So, I also use a very cheap 700g Lidl's axe, made in China, which I have sharpen into a carving axe. I use it as much as my Gransfor Swedish carving axe. The blade flares up & down, which is what attracted me to it - giving it a cutting blade that it a little longer and more curved than a regular modern hatchet. It is now an excellent carving axe IMHO.

What do I look for in carving axe?
1. Sharp, very sharp. It might be all you need.

2. Deep carving bevels (thinking about 1" deep). Wille Sundqvist (Sweden) and (hence) Drew Langsner (USA) both recommend this. Either symmetrical or right(/left)-hand biased - Robin Wood has some interesting insights on this.

3. Long cutting face/edge - longer than usual (viking style?). Not essential but it just seems to help.

4. Weight: about 700g/1.5lb-ish (i.e. 600-800g) for general carving use. But there is a lot of scope for personal preference, and its makes some sense to use different size axes for different size jobs/people. 500g-2kg? :). #2 Kent pattern is a popular size for general carving use but bigger & smaller sizes can work well too.

5. A slim blade. Gransfors excels at this. HOWEVER, the quintessential carving axe - the Gransfor Bruks Swedish Carving Axe designed by/with Wille Sundqvist - has quite a thick blade! And it's a great carving axe, but so is my slim bladed Lidl axe & the Gransfors Wildlife hatchet. English Kent-pattern axes are slim-bladed and well regarded for carving, once sharpened for carving. 50-100 years ago every house in Britain probably had one or two and few people use axes now, so a good variety of used Kent pattern axes are readily available now.

6. A cool looking, great feeling wooden handle that fits your hand well for power strokes & when choked up near the head. But you can always carve your own :) Standard handles can be excellent.
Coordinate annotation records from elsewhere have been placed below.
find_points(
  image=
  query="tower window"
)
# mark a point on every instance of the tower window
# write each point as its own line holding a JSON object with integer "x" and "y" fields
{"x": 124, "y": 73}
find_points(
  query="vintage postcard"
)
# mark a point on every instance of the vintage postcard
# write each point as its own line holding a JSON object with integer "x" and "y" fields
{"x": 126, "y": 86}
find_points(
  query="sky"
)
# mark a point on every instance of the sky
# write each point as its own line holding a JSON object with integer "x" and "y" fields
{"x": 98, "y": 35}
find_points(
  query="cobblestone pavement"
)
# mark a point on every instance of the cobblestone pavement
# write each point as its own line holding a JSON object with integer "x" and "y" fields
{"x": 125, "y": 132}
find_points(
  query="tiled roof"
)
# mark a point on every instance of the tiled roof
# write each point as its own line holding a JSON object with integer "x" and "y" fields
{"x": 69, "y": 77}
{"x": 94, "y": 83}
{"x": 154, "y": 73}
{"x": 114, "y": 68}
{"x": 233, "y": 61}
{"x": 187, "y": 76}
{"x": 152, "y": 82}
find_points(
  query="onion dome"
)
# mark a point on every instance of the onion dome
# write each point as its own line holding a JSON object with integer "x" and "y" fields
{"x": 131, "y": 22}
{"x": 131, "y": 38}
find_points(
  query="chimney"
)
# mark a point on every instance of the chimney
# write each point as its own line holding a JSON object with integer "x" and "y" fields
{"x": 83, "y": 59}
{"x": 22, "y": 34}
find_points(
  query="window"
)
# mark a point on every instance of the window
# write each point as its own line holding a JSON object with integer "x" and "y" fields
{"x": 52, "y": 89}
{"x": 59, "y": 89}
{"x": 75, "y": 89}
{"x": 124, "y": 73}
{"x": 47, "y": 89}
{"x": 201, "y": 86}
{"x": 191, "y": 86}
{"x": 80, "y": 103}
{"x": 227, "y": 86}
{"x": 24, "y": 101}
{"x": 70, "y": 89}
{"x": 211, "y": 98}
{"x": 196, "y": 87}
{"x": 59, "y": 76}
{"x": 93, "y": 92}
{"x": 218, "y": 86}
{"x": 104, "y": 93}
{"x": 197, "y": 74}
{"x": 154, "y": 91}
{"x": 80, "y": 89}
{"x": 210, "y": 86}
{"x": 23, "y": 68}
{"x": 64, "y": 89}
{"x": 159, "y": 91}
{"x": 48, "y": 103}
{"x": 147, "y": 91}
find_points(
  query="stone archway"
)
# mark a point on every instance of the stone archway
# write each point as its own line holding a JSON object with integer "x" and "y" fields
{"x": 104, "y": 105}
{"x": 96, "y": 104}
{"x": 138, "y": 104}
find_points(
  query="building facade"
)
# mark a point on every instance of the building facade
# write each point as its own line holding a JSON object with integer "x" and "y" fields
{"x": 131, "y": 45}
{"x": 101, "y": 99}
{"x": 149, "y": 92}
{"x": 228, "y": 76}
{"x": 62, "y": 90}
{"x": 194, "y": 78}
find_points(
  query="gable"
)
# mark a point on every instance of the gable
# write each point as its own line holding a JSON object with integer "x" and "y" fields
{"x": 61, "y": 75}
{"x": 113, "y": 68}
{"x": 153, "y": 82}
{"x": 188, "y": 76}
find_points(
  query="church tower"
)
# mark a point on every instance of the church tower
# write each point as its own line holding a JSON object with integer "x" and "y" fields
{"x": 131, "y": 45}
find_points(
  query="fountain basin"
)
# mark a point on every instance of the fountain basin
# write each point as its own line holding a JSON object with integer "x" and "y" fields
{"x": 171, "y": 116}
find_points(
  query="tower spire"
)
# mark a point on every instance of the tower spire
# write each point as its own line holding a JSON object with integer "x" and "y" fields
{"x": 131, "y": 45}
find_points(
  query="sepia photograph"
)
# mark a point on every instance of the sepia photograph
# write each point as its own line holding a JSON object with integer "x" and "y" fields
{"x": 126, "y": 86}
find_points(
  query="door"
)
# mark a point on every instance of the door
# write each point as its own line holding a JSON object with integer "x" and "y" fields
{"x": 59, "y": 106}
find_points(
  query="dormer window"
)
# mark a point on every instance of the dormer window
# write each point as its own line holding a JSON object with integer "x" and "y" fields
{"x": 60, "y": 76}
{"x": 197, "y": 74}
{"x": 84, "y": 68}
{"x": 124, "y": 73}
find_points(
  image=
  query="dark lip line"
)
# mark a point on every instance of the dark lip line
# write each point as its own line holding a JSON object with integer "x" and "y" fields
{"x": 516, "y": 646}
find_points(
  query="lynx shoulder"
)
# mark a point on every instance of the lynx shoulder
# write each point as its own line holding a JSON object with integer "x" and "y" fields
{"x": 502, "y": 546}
Other highly rated carving axes: Hans Karlsson Sloyd axe designed with Wille Sundqvist (I suspect this is the same as the Hans Karlsson carpenters axe sold by Woodland Craft supplies - but I'd be happy to be corrected on that), Ronnqvist viking-style axe, Svant Djarv's various viking style axes. Their shapes are all variations on the Swedish Carving axe - based on/similar to a 1000 year old Gottland viking axe (skaggox?).